🤖 AI Summary
Multi-view multi-object association remains a critical challenge in 3D reconstruction—particularly in textureless, high-density scenes with low camera overlap—where appearance-based or epipolar-constraint-driven methods suffer from insufficient robustness. This paper proposes a training-free, geometry-driven framework: first, a δ-overlap graph is constructed to model spatial proximity among cross-view detection bounding boxes; second, outlier suppression and match verification are jointly performed via interquartile range (IQR) filtering and 3D back-projection error minimization; finally, epipolar-geometric consistency is used to weight graph edges, followed by δ-neighborhood clustering for robust instance association. Crucially, the method operates entirely without appearance features. It significantly outperforms existing geometry-based baselines under challenging conditions—including textureless surfaces and sensor noise—and demonstrates strong scalability for large-scale real-world 3D reconstruction.
📝 Abstract
Multi-view multi-object association is a fundamental step in 3D reconstruction pipelines, enabling consistent grouping of object instances across multiple camera views. Existing methods often rely on appearance features or geometric constraints such as epipolar consistency. However, these approaches can fail when objects are visually indistinguishable or observations are corrupted by noise. We propose C-DOG, a training-free framework that serves as an intermediate module bridging object detection (or pose estimation) and 3D reconstruction, without relying on visual features. It combines connected delta-overlap graph modeling with epipolar geometry to robustly associate detections across views. Each 2D observation is represented as a graph node, with edges weighted by epipolar consistency. A delta-neighbor-overlap clustering step identifies strongly consistent groups while tolerating noise and partial connectivity.
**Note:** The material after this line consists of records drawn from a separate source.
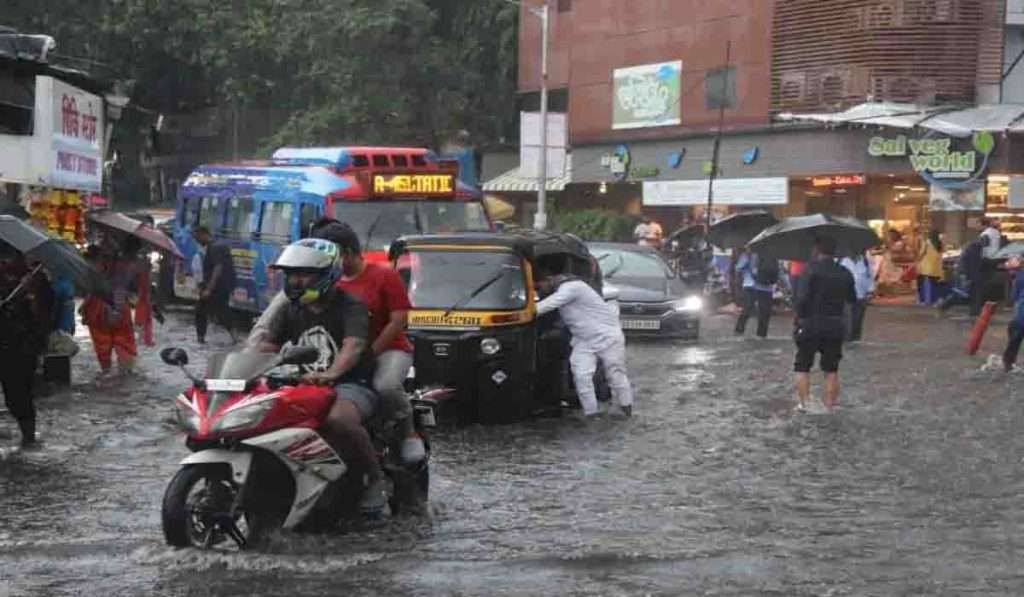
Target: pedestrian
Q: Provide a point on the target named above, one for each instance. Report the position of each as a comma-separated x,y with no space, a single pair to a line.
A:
1015,331
759,275
824,290
863,280
26,320
930,271
109,317
596,335
216,288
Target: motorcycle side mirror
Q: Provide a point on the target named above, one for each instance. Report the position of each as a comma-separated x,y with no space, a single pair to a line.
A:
299,355
174,356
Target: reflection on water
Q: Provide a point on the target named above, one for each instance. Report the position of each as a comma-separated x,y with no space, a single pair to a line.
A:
714,487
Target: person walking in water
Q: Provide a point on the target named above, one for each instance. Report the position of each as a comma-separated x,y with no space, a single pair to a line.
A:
824,290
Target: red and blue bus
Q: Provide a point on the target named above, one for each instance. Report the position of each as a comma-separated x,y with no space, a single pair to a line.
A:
259,207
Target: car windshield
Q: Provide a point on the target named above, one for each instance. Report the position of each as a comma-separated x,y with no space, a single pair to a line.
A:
379,222
616,263
247,365
440,280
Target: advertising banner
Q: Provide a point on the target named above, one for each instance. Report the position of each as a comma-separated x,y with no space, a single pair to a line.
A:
647,95
727,192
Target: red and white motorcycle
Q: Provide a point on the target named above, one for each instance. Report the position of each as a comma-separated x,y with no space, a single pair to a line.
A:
259,460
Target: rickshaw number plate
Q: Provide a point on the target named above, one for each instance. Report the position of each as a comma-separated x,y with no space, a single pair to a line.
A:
641,324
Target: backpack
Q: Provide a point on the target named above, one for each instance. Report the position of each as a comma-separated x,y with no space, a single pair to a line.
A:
767,272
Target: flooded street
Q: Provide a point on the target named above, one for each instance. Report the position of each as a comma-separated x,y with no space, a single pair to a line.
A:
714,487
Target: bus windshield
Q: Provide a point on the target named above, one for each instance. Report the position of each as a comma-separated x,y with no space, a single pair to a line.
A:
440,280
379,222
To further improve robustness, we incorporate Interquartile Range (IQR)-based filtering and a 3D back-projection error criterion to eliminate inconsistent observations. Extensive experiments on synthetic benchmarks demonstrate that C-DOG outperforms geometry-based baselines and remains robust under challenging conditions, including high object density, without visual features, and limited camera overlap, making it well-suited for scalable 3D reconstruction in real-world scenarios.